Respected institution
Now, Bank Negara is one of the most respected institutions of our country, with the brightest minds and professionals tasked to safeguard the financial ecosystem of the nation.
As much as I am pro-business and pragmatic when it comes to economic policies, it is my humble belief that commercial decisions for the sole purposes of a single FSP’s profitability, should never be allowed to trump over the the need to uphold financial welfare of the masses, especially the vulnerable B40 of society, the segment that GoPinjam would serve.
Vicious cycle of debt
To be frank, I am also the user of Touch ‘n Go’s e-wallet and enjoy the convenience which this platform provides in my daily transaction needs. I do not need to bring out excessive amount of cash or frequent the ATM just to get through the day.
As a beneficiary of the company’s platform, I can see the need for them to find alternative revenue streams to sustain and grow the business as a whole.
However, taking a shortcut to recoup cost and grow profitability via charging exorbitant interest rates (even higher than the 12%-18% allowed under Moneylenders Act 1951) is a tad unethical.
This will simply exacerbate the vicious cycle of debt, especially in a time of post-pandemic, post-flood recovery economy, for the most badly affected.
While Touch ‘n Go did clarify that they have their internal systems to control, as well as willingness to comply to the central bank’s responsible lending guidelines, there is no need to leave a wedge open for potential floodgates.
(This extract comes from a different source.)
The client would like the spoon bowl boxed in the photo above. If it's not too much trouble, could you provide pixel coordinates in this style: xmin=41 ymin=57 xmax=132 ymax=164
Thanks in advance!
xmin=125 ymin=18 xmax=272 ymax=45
Financial prudence is key to a happy life
Some honest and hardworking people, despite a lifetime of hard work may not be able to make it into the T20 category, for reasons that may not be of their own doing.
However, achieving high income status or accumulating great wealth have very little correlation to happiness in life. A rich man may not be happy, conversely a poor man may be a happy man. This can be due to different sets of expectations and level of contentment.
So, what matters most in fact is being able to get out of the middle income trap or essentially being debt-free.
Of all the life goals I hear from my fellow working friends, most hope to achieve financial freedom. The basis for that at its very core would be financial prudence.
Let’s all work towards building a nation, not obsessed with boosting consumption spending at the expense of financial wellbeing. That is the least, dominant fintech players should aspire to achieve.
Ng Zhu Hann is the CEO of Tradeview Capital. He is also a lawyer and the author of “Once Upon A Time In Bursa”. The views expressed here are the writer’s own.